Looping problem


I am a bit new to OpenCL and I have a really strange problem with a “For” loop. The final code is intended to be used to simulate Bingo games and determine frequencies of a set of bingo patterns. The first step is to generate random bingo card. I know random is a bit of an issue… but I have the CPU pre-generate different seeds for each threads so that should not be a problem. My problem is when I try to pick random balls to fill up the bingo card, my “for” loop only works if I do no more than 5 loops. To make it clearer, this works:

for (i = 0; i < 5; i++)


    iBingoPos[i] = (int)(  DrawReal(iSeed1, iSeed2) * 15.0  );


iBingoPos[5] = (int)(  DrawReal(iSeed1, iSeed2) * 15.0  );

but this does’nt

for (i = 0; i < 6; i++)


    iBingoPos[i] = (int)(  DrawReal(iSeed1, iSeed2) * 15.0  );


As a test, I am copying the data from iBingoPos to a buffer to see it on the VS2008 debug, the 2nd code, which should do exactly the same, ends up with every element of the array having a value of 0 (which is the initial value of every element of the buffer).

Here is the complete code except for the RNG itself (company proprietary information, but it simply takes 2 seeds, figure out a random float value between 0 and 1, modifying the seeds value in the process):

void GenerateBingoCard(int* iBingoPos, int* iSeed1, int* iSeed2);

float DrawReal(int *iSeed1, int *iSeed2)


[…] returns a random float between 0 and 1


__kernel void BingoSimulations(__global const int* iSimulationParameters, __global const int* iSeeds, __global const int* iFixedPatterns,

                           __global const int* iPatternCandidates, __global const int* WorkPatterns, __global int* iWorkArea)

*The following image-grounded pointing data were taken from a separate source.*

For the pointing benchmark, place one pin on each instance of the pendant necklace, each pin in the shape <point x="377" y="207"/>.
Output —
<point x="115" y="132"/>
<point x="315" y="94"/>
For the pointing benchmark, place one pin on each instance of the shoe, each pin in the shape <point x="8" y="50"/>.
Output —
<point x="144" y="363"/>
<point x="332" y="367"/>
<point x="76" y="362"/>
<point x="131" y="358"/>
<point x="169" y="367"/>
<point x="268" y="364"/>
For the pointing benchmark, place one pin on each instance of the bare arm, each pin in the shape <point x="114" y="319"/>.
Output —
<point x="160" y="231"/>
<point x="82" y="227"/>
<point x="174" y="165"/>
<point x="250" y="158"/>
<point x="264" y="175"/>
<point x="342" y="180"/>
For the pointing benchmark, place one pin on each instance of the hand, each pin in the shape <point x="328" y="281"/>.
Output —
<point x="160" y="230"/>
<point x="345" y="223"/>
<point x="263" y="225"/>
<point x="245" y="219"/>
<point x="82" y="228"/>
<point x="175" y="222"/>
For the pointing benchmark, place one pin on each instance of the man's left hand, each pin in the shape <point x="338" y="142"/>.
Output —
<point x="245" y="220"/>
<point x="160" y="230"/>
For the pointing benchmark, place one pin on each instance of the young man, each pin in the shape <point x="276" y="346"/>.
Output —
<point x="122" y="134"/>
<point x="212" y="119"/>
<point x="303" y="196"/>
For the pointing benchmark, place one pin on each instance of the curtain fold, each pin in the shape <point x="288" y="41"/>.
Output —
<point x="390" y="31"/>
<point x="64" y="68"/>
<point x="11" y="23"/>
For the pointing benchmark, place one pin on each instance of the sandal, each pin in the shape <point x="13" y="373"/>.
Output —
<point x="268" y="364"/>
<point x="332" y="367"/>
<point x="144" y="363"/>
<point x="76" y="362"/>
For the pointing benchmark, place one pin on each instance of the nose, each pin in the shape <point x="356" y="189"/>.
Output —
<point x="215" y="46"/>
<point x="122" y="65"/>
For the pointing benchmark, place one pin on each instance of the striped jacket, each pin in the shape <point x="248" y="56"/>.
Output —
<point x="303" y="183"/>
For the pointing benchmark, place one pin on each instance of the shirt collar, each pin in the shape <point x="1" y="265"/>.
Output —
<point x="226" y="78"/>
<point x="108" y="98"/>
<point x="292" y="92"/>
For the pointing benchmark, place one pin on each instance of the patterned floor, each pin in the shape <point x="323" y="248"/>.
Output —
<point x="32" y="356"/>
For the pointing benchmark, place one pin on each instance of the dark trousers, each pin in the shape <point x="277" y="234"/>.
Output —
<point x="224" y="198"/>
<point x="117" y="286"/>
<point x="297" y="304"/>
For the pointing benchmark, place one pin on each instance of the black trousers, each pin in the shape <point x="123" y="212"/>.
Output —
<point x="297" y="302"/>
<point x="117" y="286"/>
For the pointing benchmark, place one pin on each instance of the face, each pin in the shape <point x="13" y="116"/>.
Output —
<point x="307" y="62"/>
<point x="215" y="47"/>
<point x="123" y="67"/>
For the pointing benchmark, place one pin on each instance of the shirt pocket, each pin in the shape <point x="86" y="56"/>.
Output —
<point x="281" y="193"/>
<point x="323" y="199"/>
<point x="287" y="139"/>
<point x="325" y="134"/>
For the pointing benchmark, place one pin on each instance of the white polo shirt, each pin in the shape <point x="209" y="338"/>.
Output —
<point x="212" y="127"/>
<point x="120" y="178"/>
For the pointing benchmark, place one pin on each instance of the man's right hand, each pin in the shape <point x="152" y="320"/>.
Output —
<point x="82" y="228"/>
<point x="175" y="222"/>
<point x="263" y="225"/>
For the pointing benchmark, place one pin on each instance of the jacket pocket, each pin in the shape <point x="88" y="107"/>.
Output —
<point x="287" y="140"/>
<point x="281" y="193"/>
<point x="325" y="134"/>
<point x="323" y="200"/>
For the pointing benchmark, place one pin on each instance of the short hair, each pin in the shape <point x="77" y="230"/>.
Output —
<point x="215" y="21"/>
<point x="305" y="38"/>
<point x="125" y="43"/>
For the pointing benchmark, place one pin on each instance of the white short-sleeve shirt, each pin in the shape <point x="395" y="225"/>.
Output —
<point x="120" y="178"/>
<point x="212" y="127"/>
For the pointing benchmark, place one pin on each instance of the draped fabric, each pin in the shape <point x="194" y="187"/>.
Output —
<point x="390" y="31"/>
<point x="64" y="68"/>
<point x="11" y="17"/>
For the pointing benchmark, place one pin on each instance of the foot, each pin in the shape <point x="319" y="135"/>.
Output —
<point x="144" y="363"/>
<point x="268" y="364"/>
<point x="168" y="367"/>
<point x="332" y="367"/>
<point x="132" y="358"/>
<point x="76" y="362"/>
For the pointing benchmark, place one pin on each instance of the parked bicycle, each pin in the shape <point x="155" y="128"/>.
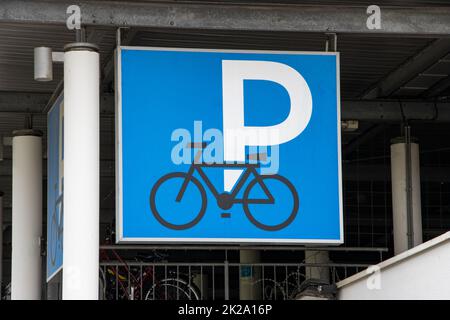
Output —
<point x="225" y="200"/>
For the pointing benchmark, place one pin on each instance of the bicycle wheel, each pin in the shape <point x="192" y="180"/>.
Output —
<point x="172" y="289"/>
<point x="288" y="192"/>
<point x="168" y="187"/>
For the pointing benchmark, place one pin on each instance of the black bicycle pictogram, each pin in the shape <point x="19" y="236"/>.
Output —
<point x="224" y="200"/>
<point x="56" y="229"/>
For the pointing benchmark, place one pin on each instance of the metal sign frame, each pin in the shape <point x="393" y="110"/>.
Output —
<point x="119" y="164"/>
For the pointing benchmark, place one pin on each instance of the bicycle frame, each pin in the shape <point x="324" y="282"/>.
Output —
<point x="249" y="170"/>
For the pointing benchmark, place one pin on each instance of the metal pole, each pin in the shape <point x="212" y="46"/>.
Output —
<point x="249" y="286"/>
<point x="409" y="205"/>
<point x="1" y="241"/>
<point x="226" y="280"/>
<point x="315" y="269"/>
<point x="26" y="264"/>
<point x="81" y="172"/>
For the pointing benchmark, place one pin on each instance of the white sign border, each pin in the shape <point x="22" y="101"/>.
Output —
<point x="119" y="181"/>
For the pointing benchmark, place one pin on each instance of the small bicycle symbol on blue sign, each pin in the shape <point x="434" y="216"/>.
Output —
<point x="227" y="146"/>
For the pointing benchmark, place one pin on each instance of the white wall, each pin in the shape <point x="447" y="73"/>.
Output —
<point x="420" y="273"/>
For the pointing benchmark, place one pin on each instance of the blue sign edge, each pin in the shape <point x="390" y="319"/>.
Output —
<point x="118" y="156"/>
<point x="58" y="102"/>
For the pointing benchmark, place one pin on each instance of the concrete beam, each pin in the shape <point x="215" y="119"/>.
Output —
<point x="340" y="19"/>
<point x="363" y="110"/>
<point x="411" y="68"/>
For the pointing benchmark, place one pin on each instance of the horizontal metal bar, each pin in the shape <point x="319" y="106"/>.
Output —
<point x="263" y="248"/>
<point x="222" y="264"/>
<point x="301" y="18"/>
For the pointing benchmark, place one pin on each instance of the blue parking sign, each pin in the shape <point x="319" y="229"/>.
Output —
<point x="228" y="146"/>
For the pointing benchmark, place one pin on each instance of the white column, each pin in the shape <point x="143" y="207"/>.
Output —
<point x="1" y="241"/>
<point x="249" y="284"/>
<point x="81" y="172"/>
<point x="26" y="264"/>
<point x="317" y="257"/>
<point x="400" y="197"/>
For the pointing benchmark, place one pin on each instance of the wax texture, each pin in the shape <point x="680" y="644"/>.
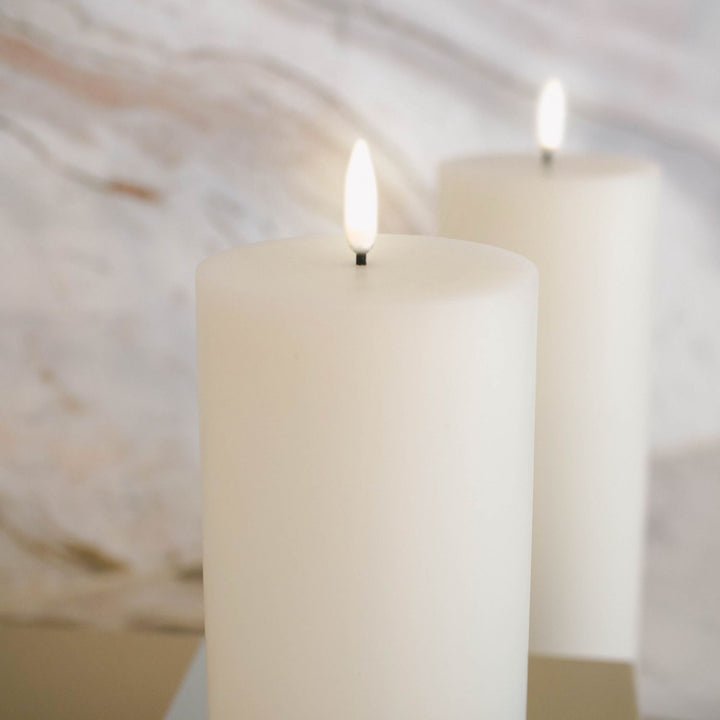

int iThreadID = get_global_id(0);

int iTotalNbThreads = get_global_size(0);

int iNbsimul = iSimulationParameters[0];

int iNbFixedPatterns = iSimulationParameters[1];

int iNbCandidates = iSimulationParameters[2];

int iNbWorkPatterns = iSimulationParameters[3];

int iEndingPattern = iSimulationParameters[4];

int iSeed1 = iSeeds[iThreadID];

int iSeed2 = iSeeds[iThreadID + iTotalNbThreads];

int iBingoPos[75];

GenerateBingoCard(iBingoPos, &iSeed1, &iSeed2);

// for testing purposes … transfers the bingo card of thread 0 in the output buffer

if (iThreadID == 0)


    for (int i = 0; i < 75; i++)

        iWorkArea[i] = iBingoPos[i];               //(int)(  DrawReal(&iSeed1, &iSeed2) * 15  );



void GenerateBingoCard(int* iBingoPos, int* iSeed1, int* iSeed2)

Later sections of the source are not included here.